CNJ staff photo: Sharna Johnson Curry County Commissioners Caleb Chandler and Chairman Bobby Sandoval listen Wednesday as a resident offers opinions on a proposed public health and safety ordinance.
By Sharna Johnson: CNJ staff writer
An embattled ordinance aimed at public health and safety appears to have run out of lives.
During an informal committee meeting Wednesday, Curry County Commissioners decided to indefinitely table the ordinance and lift a one-month deadline in favor of more research.
No new timelines were set. Commissioners said they would like to hold more informal sessions to work through the issue.
Commissioners scheduled the special meeting to come up with a revised public nuisance ordinance — known as “An Ordinance Affecting General Public Health and Safety” — reintroduced within a month.
Efforts to create an ordinance have been ongoing for more than two years, spanning two commission terms.
The latest decision came after about three dozen members of the public and the committee agreed the ordinance’s history was convoluted and the results are a proposal that is probably not enforceable and potentially unconstitutional.
“I believe where we are right now is we’re stuck in forty feet of mud,” Walter Bradley told commissioners.
Bradley, a former lieutenant governor, advised commissioners to take their time and research the issue, not to succumb to pressure that led them to create a flawed proposal.
“Do not rush to legislate,” he said. “Identify what it is that this county needs in an ordinance.”
Bradley suggested using state resources, such as the Legislature’s counsel service, Eastern Plains Council of Governments and the New Mexico Association of Counties.
Bradley said commissioners need to research existing laws that could address some of the issues of concern and to be sure what the county is trying to do doesn’t create legal conflicts.
He also suggested the county look at extraterritorial zoning the city has in areas of the county and determine if collaboration with the city could give additional enforcement options.
Commissioner Caleb Chandler said he agreed with Bradley.
“If we enact something, it has to be something that we’re not going to have legal problems with in the future,” he said.
“I don’t think we want to hurry this up and put it on the books just so we can have something on the books.”

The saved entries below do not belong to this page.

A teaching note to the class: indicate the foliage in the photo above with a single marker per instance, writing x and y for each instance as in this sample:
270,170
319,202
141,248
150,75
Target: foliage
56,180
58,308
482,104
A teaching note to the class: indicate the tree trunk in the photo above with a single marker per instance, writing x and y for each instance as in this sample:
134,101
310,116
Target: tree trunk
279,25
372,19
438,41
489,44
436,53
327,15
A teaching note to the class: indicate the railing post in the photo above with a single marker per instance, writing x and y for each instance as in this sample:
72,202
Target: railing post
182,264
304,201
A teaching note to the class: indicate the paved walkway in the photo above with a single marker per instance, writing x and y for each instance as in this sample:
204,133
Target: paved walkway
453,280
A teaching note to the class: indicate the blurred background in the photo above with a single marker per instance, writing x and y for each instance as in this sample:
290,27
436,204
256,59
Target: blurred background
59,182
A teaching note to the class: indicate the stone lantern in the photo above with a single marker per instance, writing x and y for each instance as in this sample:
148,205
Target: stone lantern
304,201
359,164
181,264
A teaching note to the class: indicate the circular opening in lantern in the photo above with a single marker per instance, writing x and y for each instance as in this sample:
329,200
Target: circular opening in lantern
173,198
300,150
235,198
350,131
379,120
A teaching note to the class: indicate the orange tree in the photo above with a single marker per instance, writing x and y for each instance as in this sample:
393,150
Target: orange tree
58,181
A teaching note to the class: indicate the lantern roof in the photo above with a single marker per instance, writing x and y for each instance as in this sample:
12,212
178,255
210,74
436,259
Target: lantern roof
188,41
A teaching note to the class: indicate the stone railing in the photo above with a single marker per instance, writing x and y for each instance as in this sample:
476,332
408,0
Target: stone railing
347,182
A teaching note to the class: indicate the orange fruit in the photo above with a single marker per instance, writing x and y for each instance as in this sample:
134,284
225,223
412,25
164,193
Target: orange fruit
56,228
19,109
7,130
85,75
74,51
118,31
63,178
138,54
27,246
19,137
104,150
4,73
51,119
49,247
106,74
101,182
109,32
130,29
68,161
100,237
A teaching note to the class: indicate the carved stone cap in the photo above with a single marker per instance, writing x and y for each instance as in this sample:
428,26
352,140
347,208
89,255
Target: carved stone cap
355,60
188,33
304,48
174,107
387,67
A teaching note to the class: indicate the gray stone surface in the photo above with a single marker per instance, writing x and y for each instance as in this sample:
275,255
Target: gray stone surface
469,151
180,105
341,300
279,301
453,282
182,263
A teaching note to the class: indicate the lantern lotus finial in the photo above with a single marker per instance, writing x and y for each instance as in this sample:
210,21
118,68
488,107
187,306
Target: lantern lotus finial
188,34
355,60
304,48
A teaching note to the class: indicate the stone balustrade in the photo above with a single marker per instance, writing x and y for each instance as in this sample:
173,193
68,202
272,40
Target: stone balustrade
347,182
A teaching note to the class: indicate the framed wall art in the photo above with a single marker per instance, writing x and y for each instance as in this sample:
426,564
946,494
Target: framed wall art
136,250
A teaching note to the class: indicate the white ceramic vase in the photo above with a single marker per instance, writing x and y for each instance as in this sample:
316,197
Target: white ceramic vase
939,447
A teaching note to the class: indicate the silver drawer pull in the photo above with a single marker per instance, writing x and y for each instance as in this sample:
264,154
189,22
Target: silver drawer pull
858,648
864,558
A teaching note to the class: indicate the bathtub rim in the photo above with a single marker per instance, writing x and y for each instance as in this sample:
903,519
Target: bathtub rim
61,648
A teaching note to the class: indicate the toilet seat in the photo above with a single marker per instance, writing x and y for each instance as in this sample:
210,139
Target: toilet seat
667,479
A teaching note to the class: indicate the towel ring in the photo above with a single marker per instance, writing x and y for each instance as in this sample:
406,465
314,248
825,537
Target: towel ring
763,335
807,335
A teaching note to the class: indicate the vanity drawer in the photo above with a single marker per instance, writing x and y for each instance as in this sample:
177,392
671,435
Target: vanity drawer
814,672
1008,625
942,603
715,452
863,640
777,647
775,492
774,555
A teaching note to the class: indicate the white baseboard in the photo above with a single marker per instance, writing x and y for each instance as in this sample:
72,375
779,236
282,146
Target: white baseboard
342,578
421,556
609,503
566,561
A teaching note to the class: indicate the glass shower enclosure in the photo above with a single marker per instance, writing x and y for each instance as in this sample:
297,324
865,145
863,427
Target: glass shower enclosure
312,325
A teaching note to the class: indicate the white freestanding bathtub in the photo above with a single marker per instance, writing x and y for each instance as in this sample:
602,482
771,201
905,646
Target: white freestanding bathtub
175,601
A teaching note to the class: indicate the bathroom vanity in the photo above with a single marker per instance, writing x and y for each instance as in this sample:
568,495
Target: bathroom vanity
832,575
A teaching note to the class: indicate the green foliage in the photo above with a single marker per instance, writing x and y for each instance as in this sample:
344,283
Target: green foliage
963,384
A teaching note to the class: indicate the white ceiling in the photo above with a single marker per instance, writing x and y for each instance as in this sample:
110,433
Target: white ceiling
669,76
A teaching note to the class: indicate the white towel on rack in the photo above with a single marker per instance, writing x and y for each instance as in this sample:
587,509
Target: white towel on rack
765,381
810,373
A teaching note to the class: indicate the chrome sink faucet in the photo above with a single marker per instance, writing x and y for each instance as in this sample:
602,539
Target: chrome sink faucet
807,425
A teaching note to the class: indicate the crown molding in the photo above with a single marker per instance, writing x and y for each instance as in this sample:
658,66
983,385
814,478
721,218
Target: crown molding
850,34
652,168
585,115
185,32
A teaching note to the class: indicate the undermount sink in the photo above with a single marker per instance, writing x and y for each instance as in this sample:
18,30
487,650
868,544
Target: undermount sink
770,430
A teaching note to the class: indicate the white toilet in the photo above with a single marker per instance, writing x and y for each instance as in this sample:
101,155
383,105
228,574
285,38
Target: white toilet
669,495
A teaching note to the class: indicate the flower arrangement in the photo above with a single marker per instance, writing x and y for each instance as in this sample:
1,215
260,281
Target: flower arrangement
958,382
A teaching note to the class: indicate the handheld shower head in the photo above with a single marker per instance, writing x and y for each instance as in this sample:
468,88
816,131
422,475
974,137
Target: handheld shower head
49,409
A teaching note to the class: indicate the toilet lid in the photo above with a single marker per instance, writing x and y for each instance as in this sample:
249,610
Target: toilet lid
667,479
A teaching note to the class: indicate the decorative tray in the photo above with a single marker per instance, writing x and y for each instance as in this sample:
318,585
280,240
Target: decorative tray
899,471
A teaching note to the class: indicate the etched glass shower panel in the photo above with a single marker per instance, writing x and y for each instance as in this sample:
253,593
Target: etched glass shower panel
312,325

Commissioner Frank Blackburn, a member of the Land Use Committee that drafted the ordinance, said he too supported taking more time to make sure the ordinance is done correctly. His comment brought applause from the crowd of about three dozen in attendance.
“I’m going protect property rights,” Blackburn said. “I’m not going to violate property rights.”
County Attorney Stephen Doerr told commissioners he believed the current ordinance has reached a point where it no longer provides a workable foundation for the future and it should be tabled indefinitely.
“I think the commission is stymied and you’ve been trying to patch it (together) with duct tape,” he said. “Legally I would not recommend adopting the ordinance you’ve tabled.”
Chairman Bobby Sandoval allowed limited public comment. Sandoval said he did not think it productive for the commission to hear more comments regarding whether people support the need for an ordinance or not.
“We’re getting people coming to the podium telling us that we’ve got problems,” he said.
“We know we have problems,” Sandoval said, noting commissioners welcomed suggestions for a solution.
Resident Patsy Delk asked commissioners to give thought to illegal businesses operating in the county. She said even protective covenants in subdivisions are often unenforceable, bolstering the need for an ordinance.
Gloria Wicker, a resident of south Clovis, urged commissioners to move forward.
“Let’s get on with it,” Wicker said. “Let’s not wait eight months or a year until we get something done.”